The martyrdom of Imam Hussein permeates all aspects of Iranian life.
NOOSH ABAD, IRAN - NOVEMBER 13: Iranian Shiite Muslims enact the story of killing Imam Hussein during the annual religious performance of "Taazieh" November 13, 2013 in Noosh Abad near the central city of Kashan, Iran. The event marks the mourning period of Ashura commemorations, in which Imam Hussein, grandson of Islam's Prophet Mohammed, was killed by armies of the caliph Yazid near Karbala in 680 AD.  (Photo by Majid Saeedi/Getty Images)

TEHRAN, Iran — Black are the streets of Iran. Disheartened voices emanating from huge speakers can be heard wherever you go, and large groups of men and women line up in front of mourning centers, tears in their eyes and signs of sadness on their faces. “Is there anyone to help me?” cries the aza, or mourning, reader, quoting Imam Hussein, the Shiites' third imam and the son of Fatima, the daughter of the Prophet Muhammad. “Is there anyone to help the grandson of the holy prophet?” he continues, as cries get louder. These sounds create the soundtrack of Tehran and other Iranian cities during the days of Ashoura.
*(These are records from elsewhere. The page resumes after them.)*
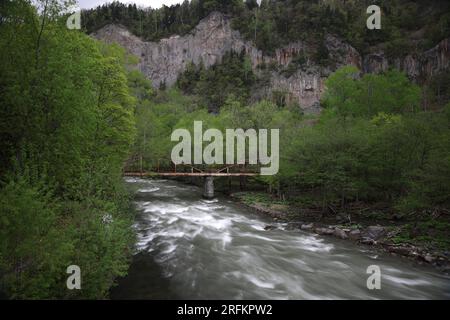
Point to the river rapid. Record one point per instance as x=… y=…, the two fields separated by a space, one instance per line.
x=191 y=248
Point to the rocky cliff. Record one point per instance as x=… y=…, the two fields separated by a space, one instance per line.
x=163 y=61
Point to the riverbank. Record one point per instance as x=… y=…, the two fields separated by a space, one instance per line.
x=424 y=241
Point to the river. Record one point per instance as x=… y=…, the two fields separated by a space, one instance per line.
x=191 y=248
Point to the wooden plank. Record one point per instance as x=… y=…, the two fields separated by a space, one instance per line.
x=189 y=174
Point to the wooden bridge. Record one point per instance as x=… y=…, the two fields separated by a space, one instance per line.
x=208 y=175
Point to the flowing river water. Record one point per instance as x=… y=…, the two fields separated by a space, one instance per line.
x=191 y=248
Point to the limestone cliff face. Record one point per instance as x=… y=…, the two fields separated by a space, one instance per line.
x=417 y=66
x=213 y=37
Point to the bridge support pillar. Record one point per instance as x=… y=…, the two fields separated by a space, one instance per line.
x=208 y=191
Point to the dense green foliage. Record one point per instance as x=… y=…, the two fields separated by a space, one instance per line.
x=66 y=126
x=372 y=143
x=279 y=22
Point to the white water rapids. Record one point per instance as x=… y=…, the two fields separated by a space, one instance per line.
x=191 y=248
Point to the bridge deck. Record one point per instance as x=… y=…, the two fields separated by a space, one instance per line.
x=189 y=174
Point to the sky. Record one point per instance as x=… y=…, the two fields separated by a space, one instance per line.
x=87 y=4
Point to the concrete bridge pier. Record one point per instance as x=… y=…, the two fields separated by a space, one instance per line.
x=208 y=190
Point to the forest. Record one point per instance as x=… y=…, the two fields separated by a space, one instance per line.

Despite its religious roots, Ashoura is not just an occasion commemorated by religious people in Iran; it’s a part of the Iranian collective conscience, something that is treated as cultural heritage, like commemorations of Nowruz, the Persian new year. The values of the historic incident behind Ashoura make it relevant to everyone’s thoughts and beliefs in Iran: Who doesn’t want freedom? Who is against the struggle for reform? Who can’t respect sacrifice?